Légumes oubliés : ce qu’on vous a toujours caché !
Depuis quelques années, un certain nombre de légumes qui avaient disparu de nos tables depuis la fin de la Deuxième Guerre Mondiale ont fait un retour en force !
Comme par exemple les rutabagas, les topinambours, les panais, les crosnes, les salsifis (écorce blanche), les scorsonères (écorce noire), les navets boules d’or (jaunes), le cerfeuil tubéreux et autres tubercules plus ou moins rustiques et biscornus.
Cette longue désaffection a fait que, lorsqu’ils ont commencé timidement à réapparaître, on les a globalement appelés les « légumes oubliés ». Au vu de leur omniprésence aujourd’hui sur les cartes des restaurants (dont les plus prestigieux)… oubliés, ils ne le sont plus guère.
Ce n’est pas Alain Passard qui me démentira, ce fou génial qui parle aux fanes de légumes comme d’autres à l’oreille des chevaux lors de ses promenades matinales dans l’un de ses trois potagers.
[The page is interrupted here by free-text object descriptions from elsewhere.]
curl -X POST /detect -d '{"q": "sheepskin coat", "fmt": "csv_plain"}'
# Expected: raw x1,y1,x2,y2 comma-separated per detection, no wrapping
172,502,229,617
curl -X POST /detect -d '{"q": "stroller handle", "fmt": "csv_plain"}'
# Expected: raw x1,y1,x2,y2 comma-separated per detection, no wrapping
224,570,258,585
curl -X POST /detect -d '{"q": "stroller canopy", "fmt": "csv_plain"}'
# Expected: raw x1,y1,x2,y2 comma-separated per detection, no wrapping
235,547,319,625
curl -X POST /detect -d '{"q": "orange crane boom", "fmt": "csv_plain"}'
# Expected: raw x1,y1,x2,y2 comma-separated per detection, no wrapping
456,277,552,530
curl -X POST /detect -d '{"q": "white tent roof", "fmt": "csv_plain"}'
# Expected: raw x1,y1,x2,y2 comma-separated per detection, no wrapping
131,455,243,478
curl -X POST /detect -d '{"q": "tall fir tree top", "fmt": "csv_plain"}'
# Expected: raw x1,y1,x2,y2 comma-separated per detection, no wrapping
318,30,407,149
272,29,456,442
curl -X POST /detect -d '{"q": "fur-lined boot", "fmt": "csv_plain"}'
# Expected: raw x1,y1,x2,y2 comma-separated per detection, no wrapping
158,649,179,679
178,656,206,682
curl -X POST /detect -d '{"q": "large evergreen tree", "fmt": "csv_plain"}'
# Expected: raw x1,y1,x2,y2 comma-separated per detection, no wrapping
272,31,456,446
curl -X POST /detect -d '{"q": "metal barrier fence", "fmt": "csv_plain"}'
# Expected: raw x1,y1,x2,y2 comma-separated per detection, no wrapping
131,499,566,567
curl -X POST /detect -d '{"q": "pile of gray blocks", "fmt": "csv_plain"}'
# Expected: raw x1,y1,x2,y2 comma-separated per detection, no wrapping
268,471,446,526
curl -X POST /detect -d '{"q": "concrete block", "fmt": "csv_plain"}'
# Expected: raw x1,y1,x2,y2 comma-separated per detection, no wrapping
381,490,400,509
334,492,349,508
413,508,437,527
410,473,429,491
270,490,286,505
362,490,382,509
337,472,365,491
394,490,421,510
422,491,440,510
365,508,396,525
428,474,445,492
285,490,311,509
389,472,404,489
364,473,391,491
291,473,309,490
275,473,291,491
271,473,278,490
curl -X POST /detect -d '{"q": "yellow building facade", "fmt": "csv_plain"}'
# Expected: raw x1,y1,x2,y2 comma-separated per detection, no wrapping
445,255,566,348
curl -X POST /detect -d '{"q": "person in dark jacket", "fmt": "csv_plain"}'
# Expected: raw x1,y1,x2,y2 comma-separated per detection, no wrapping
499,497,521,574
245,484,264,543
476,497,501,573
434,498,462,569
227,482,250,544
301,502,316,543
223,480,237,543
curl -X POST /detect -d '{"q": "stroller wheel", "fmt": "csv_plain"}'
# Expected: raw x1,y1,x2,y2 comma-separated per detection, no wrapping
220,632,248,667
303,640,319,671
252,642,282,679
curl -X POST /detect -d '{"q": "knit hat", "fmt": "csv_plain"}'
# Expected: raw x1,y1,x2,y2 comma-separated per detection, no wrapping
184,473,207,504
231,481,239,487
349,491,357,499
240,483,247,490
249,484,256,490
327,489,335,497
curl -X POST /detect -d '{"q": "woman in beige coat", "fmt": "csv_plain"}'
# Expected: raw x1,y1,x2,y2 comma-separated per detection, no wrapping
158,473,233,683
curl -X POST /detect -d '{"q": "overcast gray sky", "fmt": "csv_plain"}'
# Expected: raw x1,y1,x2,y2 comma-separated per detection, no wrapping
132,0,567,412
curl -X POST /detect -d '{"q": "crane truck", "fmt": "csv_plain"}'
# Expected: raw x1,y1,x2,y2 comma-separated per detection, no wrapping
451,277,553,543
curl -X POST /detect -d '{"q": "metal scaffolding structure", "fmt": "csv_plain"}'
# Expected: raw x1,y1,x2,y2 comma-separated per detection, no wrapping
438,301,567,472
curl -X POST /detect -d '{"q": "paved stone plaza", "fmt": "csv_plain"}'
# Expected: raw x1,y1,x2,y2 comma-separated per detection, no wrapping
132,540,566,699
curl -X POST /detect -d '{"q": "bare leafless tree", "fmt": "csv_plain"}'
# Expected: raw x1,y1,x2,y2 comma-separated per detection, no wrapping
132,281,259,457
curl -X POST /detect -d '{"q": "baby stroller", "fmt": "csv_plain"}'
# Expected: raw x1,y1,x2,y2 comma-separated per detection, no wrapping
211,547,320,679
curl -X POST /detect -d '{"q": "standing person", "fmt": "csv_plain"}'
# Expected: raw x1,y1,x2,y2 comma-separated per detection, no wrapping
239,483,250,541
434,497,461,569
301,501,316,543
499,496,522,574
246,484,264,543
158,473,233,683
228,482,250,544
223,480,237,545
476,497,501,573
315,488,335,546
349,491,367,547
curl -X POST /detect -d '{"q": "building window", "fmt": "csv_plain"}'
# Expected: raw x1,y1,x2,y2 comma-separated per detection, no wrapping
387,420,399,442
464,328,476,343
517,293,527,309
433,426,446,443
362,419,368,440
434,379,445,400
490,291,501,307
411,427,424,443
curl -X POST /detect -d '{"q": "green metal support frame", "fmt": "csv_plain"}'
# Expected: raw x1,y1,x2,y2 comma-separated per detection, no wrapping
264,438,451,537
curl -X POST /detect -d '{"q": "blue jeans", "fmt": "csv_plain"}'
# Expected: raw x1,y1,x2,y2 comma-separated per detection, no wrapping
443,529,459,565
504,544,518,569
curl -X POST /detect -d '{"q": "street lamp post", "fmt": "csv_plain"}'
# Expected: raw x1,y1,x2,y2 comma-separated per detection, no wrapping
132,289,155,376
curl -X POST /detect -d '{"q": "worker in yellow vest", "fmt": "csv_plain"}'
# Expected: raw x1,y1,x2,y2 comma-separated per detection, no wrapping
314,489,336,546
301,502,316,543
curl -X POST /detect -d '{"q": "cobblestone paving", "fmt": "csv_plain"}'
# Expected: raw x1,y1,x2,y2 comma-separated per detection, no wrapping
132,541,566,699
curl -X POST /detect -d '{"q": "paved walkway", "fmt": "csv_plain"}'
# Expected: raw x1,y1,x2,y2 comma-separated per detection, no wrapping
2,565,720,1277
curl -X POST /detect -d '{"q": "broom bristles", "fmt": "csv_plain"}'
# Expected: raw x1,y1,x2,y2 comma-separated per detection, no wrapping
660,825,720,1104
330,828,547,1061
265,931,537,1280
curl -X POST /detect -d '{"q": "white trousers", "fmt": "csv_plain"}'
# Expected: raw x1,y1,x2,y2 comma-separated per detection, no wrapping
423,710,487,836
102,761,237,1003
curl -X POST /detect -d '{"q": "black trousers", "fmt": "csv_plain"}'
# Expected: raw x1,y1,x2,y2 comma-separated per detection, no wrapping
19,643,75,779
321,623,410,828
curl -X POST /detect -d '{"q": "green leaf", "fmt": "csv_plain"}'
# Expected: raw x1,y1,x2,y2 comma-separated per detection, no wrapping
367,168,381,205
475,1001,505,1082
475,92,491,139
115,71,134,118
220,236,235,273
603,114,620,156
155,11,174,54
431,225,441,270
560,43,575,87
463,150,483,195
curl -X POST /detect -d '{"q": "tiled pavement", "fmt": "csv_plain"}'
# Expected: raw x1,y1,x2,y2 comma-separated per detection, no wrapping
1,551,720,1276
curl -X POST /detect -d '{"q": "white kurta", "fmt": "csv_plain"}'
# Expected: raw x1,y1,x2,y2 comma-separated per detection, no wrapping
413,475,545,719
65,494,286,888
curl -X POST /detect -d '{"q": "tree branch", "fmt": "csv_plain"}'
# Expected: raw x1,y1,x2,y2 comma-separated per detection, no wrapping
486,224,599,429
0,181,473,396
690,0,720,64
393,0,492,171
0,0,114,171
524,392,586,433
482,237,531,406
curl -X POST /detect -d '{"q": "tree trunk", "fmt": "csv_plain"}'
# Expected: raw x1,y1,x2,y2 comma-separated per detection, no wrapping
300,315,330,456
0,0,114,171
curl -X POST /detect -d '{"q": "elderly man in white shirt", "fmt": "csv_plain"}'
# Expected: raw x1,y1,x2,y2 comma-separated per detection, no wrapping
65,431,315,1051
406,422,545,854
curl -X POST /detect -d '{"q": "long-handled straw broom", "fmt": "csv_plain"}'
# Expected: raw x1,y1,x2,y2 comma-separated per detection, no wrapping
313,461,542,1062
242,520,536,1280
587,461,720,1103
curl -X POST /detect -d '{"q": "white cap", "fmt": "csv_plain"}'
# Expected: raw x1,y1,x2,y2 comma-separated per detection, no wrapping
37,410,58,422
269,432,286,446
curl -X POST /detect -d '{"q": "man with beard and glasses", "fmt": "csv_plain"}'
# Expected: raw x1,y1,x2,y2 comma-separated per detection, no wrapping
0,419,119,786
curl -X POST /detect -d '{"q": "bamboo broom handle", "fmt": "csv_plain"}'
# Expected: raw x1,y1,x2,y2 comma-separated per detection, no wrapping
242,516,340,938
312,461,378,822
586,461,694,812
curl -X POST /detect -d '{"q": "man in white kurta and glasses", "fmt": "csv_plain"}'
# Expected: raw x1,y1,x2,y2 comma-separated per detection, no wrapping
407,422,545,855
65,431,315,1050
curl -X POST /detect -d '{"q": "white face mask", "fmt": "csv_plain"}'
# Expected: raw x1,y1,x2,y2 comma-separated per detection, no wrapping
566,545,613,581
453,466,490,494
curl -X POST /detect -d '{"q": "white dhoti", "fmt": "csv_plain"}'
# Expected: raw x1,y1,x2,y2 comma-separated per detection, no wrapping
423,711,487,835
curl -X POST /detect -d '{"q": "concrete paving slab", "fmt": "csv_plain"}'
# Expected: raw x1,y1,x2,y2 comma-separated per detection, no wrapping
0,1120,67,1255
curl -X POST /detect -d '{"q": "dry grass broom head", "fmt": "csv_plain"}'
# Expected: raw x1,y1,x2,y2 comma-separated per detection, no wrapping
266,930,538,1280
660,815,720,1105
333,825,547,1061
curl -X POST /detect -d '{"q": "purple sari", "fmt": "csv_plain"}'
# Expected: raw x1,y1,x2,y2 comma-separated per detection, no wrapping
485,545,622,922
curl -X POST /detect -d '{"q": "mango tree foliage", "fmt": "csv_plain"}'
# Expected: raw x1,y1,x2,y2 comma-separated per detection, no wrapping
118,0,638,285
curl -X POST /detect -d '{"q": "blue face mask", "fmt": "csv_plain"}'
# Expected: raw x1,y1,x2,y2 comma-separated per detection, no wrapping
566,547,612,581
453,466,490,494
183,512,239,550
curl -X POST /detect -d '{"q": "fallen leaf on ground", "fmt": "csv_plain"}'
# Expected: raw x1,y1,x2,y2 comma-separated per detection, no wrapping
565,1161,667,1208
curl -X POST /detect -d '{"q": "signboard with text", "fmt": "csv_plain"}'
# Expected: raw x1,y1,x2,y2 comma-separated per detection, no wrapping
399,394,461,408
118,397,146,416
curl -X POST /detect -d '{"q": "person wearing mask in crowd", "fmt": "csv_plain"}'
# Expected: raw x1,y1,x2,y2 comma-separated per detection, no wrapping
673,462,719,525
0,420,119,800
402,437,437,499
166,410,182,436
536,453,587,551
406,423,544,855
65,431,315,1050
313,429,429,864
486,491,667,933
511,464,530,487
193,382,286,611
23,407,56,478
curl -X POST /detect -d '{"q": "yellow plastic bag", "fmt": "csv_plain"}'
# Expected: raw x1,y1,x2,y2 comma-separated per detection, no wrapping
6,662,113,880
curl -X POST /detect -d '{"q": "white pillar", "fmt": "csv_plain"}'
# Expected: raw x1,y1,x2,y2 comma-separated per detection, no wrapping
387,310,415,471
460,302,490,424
Le principal est situé à Fillé-sur-Sarthe (sous la houlette de Sylvain Picard) et les deux autres, l’un dans l’Eure et l’autre dans la baie du Mont-Saint-Michel (fondantes carottes des sables obligent).
Les rutabagas, si vous êtes d’un temps que les moins de deux ou trois fois 20 ans ne peuvent pas connaître, on vous en a certainement rebattu les oreilles pendant toute votre enfance : « Ils » en avaient tellement mangé pendant la guerre que ce légume était devenu tricard dans les potagers.
Et pour vous apprendre à vivre, votre mère a sans doute obligé la petite fille que vous étiez — ces salopiauds de frères étaient dispensés — à éplucher les salsifis… (à l’époque, c’est comme ça qu’on appelait encore la variété « scorza nera »), autrement dit les écorces noires qui vous laissent des mains de mineur de fond si vous ne mettez pas de gants. Et les gants de cuisine dans les années soixante…! Idem pour les crosnes qu’il fallait frotter dans un torchon avec du gros sel pour les débarrasser de leurs peaux diaphanes (ce qui reste d’ailleurs la meilleure méthode pour les nettoyer).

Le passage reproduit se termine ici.